BodyBio PC, 1,300mg of cold-pressed, solvent-free, non-GMO sunflower lecithin-derived phosphatidylcholine per serving, delivered in a liposomal softgel. 60 softgels per bottle, $140 at full price or $119 through Subscribe & Save.

Avatar

Funnel 1: The self-directed health investigator, 30–55, already three-plus years into an anti-seed-oil, clean-label lifestyle, already supplementing, already skeptical of vague brand marketing claims. She isn't asking whether phosphatidylcholine works. She's asking whether the bottle in her hand still has it intact.
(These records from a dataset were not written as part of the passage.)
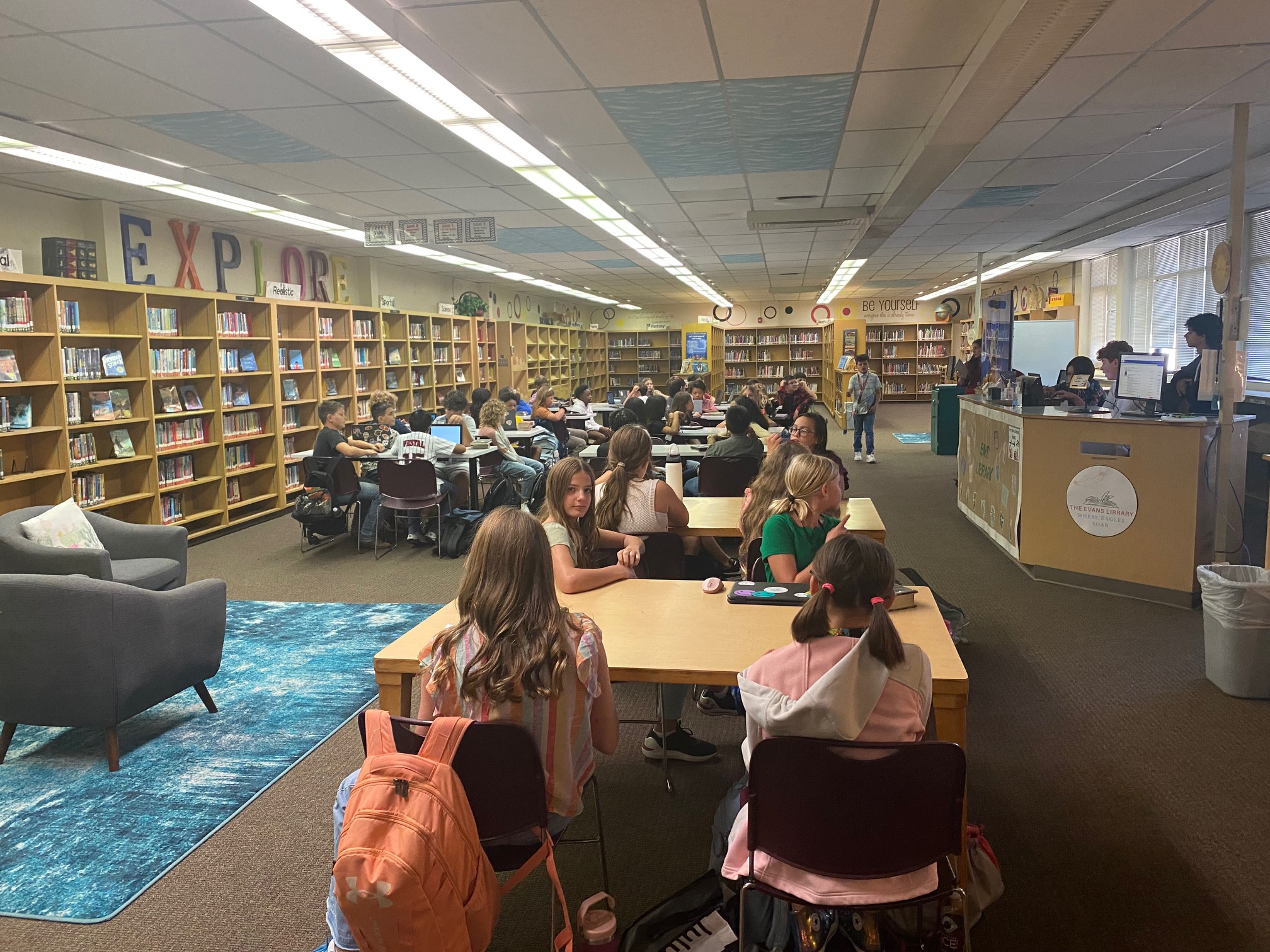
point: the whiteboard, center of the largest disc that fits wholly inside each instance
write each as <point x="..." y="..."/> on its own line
<point x="1044" y="348"/>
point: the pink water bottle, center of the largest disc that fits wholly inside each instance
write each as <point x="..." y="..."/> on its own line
<point x="597" y="926"/>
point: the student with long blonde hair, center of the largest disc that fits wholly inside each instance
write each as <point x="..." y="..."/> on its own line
<point x="516" y="655"/>
<point x="802" y="519"/>
<point x="569" y="519"/>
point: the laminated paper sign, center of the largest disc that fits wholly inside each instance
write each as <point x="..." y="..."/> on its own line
<point x="990" y="470"/>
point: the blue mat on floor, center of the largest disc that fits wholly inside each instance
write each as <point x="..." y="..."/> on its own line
<point x="79" y="843"/>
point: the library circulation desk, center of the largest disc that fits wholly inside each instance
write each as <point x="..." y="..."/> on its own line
<point x="1116" y="504"/>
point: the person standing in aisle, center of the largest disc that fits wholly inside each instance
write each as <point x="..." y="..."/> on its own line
<point x="864" y="387"/>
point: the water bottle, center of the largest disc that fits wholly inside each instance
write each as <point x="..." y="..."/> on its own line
<point x="597" y="926"/>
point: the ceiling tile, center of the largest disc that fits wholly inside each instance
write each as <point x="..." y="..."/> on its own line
<point x="568" y="118"/>
<point x="501" y="43"/>
<point x="898" y="99"/>
<point x="657" y="41"/>
<point x="761" y="38"/>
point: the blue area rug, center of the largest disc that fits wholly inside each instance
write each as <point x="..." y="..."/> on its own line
<point x="79" y="843"/>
Funnel 2: A woman in the same age range who hasn't named her symptom yet. Conventional bloodwork came back normal, so brain fog got filed under stress, age, or "just being busy." She's not comparing extraction methods — she's looking for a reason to believe what she's feeling has a physical explanation at all.

Funnel stage

Cold traffic, Meta in-feed, split by market awareness rather than by demographic — Funnel 1 targets Product-Aware audiences already comparing PC brands, Funnel 2 targets Problem/Solution-Aware audiences who haven't yet connected their symptom to the category.

Assets produced

Full brand and market research file (awareness mapping, competitive landscape, avatar, ad creative brief), 2 static ad concepts with full-length ad copy, 1 fully designed long-form advertorial landing page, 1 fully designed listicle landing page, non-photographic byline mark in place of an AI-generated practitioner headshot to avoid misrepresentation risk.